Used extensively throughout this research, thresholding is a prime example of noncontextual segmentation and is the basis for background removal. Accurate and efficient extracting of moving objects for detection and tracking relies on efficient background elimination and noise removal. Segregating the background from the foreground is accomplished by setting a threshold for the differences between two frames, typically of the same setting and at different times. By overlaying the frames and performing a pixel by pixel subtraction, pixels of the target frame whose difference in intensities from the reference frame fall below a certain difference threshold are considered to be the same in both frames and therefore to be part of the background while the target frame pixel is set to zero. Any set of pixels whose difference is above the threshold is considered to be part of the moving foreground and the corresponding pixels in the target frame are either unchanged or set to one, depending on the desired application. This subtraction and comparing of pixels is known as frame differencing, and while there are various algorithms for background removal, they all use this as a basis.
In the vast majority of cases, the background will not remain entirely unchanged. For instance, furniture gets moved, items initially not in the frame come in and are left, etc. To account for these changes, the reference frame should continuously be updated after a given amount of time so that excess noise can be minimized. This updating of the background frame is known as adaptive background subtraction. This method has been shown to be more effective and efficient at locating the foreground and minimizing background noise. Even using modified differencing methods like adaptive background subtraction, some noise usually still exists and therefore a filter needs to be applied to obtain the desired isolated image. Three commonly used filters include Gaussian, mean, and the one used in this research, the Wiener filter.

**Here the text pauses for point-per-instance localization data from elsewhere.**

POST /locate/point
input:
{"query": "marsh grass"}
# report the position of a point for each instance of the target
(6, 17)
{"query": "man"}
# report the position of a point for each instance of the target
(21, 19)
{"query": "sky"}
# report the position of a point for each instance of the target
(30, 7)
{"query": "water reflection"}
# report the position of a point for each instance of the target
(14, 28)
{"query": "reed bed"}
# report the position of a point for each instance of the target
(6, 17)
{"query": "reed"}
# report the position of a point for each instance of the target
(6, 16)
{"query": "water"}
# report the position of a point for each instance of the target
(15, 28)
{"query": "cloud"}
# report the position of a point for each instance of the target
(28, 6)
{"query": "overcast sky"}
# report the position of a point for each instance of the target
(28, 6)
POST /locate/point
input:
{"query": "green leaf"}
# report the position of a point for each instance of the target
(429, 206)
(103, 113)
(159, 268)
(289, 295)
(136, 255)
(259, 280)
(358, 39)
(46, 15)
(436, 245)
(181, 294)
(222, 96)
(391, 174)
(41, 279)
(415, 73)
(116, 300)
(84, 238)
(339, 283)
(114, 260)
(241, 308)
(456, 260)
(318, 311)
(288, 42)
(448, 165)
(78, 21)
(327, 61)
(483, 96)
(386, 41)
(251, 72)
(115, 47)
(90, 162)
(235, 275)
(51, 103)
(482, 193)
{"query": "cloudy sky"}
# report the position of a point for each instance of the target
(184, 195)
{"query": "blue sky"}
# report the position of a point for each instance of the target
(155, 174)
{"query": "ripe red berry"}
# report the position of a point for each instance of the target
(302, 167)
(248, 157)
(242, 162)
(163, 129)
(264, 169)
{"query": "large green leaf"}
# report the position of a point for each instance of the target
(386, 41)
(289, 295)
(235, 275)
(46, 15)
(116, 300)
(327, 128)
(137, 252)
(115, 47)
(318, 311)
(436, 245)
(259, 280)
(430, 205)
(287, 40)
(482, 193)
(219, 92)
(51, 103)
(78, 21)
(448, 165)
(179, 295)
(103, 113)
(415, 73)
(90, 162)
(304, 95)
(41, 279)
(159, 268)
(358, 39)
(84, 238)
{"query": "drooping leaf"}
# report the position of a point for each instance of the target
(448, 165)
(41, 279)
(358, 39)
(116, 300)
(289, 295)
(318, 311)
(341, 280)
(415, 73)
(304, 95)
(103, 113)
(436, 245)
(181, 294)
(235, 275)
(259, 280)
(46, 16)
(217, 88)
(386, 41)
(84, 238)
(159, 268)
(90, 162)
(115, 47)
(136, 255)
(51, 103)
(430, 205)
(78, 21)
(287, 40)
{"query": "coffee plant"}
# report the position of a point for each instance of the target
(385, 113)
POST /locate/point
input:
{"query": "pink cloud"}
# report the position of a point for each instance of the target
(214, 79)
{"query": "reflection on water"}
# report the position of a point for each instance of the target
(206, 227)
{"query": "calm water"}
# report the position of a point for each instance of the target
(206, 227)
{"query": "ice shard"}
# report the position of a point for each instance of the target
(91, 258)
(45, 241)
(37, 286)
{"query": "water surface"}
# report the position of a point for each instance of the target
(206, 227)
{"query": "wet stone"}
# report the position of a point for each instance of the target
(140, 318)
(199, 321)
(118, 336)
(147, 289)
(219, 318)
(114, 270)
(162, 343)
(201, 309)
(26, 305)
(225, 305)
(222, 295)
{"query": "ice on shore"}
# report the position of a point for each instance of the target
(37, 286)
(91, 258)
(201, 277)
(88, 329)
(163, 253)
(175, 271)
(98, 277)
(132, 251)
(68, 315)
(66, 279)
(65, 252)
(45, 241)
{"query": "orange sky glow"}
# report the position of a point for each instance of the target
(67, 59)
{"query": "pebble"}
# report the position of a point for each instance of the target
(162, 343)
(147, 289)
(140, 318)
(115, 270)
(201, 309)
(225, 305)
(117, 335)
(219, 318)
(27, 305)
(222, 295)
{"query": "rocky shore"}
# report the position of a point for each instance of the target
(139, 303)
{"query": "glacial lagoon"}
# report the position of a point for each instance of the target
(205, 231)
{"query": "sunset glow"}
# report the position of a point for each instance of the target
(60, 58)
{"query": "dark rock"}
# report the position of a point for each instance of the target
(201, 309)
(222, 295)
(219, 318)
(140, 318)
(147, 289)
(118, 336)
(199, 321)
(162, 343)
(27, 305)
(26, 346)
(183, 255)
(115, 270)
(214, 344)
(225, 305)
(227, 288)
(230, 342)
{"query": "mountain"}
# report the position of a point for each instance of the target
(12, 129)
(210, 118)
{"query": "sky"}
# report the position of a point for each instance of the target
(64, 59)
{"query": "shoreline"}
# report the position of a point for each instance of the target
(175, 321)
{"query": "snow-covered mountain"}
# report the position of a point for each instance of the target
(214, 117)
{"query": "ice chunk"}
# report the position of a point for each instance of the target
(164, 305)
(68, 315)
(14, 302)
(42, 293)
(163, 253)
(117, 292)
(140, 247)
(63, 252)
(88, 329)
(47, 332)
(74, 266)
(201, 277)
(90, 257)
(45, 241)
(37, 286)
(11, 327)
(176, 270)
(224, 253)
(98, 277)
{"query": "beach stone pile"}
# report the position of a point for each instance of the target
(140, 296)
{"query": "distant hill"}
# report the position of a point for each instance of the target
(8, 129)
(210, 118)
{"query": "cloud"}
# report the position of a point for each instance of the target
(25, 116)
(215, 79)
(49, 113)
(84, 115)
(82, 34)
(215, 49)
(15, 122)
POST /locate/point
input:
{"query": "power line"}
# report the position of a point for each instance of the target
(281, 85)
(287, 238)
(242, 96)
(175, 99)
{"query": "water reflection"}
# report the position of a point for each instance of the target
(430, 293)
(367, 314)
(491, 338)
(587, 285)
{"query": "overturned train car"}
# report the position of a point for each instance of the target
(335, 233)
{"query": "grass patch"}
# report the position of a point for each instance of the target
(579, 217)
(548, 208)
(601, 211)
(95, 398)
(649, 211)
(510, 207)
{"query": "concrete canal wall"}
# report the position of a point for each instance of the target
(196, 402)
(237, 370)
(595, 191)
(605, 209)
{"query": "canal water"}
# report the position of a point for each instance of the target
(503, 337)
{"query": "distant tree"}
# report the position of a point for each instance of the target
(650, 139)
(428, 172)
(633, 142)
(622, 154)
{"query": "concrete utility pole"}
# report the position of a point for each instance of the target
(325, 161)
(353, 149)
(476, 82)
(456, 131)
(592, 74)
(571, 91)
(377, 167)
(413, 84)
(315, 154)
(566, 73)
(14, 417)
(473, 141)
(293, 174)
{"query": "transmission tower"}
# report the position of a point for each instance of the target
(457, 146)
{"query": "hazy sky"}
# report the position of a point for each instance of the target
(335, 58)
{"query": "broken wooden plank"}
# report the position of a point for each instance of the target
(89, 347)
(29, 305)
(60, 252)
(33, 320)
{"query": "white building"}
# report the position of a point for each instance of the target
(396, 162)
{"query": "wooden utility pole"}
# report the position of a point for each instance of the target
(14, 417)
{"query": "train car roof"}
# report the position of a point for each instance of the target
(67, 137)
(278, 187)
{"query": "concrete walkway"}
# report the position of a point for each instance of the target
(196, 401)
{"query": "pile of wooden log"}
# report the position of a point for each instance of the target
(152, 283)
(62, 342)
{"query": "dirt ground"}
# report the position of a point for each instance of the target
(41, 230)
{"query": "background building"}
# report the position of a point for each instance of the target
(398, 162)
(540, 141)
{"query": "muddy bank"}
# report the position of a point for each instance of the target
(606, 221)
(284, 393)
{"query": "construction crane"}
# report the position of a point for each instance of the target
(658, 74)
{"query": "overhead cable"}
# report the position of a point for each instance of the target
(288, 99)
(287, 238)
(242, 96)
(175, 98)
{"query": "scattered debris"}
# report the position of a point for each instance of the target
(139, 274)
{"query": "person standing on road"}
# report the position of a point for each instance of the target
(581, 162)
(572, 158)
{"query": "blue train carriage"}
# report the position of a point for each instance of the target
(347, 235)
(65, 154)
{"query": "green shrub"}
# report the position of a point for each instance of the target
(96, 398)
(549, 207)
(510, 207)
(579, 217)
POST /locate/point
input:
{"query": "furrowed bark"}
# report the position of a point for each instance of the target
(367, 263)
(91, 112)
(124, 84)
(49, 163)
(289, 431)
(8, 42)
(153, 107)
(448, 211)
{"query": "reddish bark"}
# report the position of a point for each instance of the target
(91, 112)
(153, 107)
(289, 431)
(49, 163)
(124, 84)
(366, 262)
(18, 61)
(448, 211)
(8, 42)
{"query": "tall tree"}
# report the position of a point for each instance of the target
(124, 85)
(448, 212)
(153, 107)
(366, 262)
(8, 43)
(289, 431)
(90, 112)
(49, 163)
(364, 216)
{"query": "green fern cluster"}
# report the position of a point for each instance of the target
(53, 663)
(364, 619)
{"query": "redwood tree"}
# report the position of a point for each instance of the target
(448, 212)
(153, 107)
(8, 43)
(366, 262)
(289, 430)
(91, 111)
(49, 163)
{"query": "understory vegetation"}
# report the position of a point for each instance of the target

The Gaussian filter is a low pass filter that modifies the input signal by convoluting it using the Gaussian function. This method is also known as the Weierstrass Transform after Karl Weierstrass. The Gaussian distribution is a standard bell curve which plays an important role in its application to filtering as it defines a probability distribution for noise. When applying the function to images, instead of being only one dimensional, it needs to be two dimensional; this is just the product of two one dimensional Gaussian functions, one in each direction. Drawbacks of using the Gaussian filter are that because it works by smoothing an image, it is not effective at removing what is known as salt and pepper noise, the random black and white specs that appear can appear in images, nor does it typically maintain the brightness of the original image.
The mean filter is much more effective at reducing this salt and pepper noise as it slides over each pixel and replaces its value with the mean of the surrounding pixels. This surrounding area is determined from an initial value preset by the user. Depending on the application, the typical noise amount present, and the desired effectiveness, different size windows are chosen. Similar to the mean filter is the median filter which replaces each pixel value with the surrounding area’s median value rather than its mean. An attractive advantage of using a median filter, rather than a mean filter, is that it is better at preserving the details of the original image Chosen for this research, the Wiener filter, named for Norbert Wiener, is a linear filter that minimizes the mean square error of the desired response and the actual output of the filter. The minimum of the mean square error occurs when the correlation between the signal and the error is zero. Mathematically, this is when the two signals are said to be orthogonal, meaning the dot product of the two is equal to zero. The Wiener filter is frequently used in deconvolution which leads to many applications in image processing, especially for adaptive background suppression.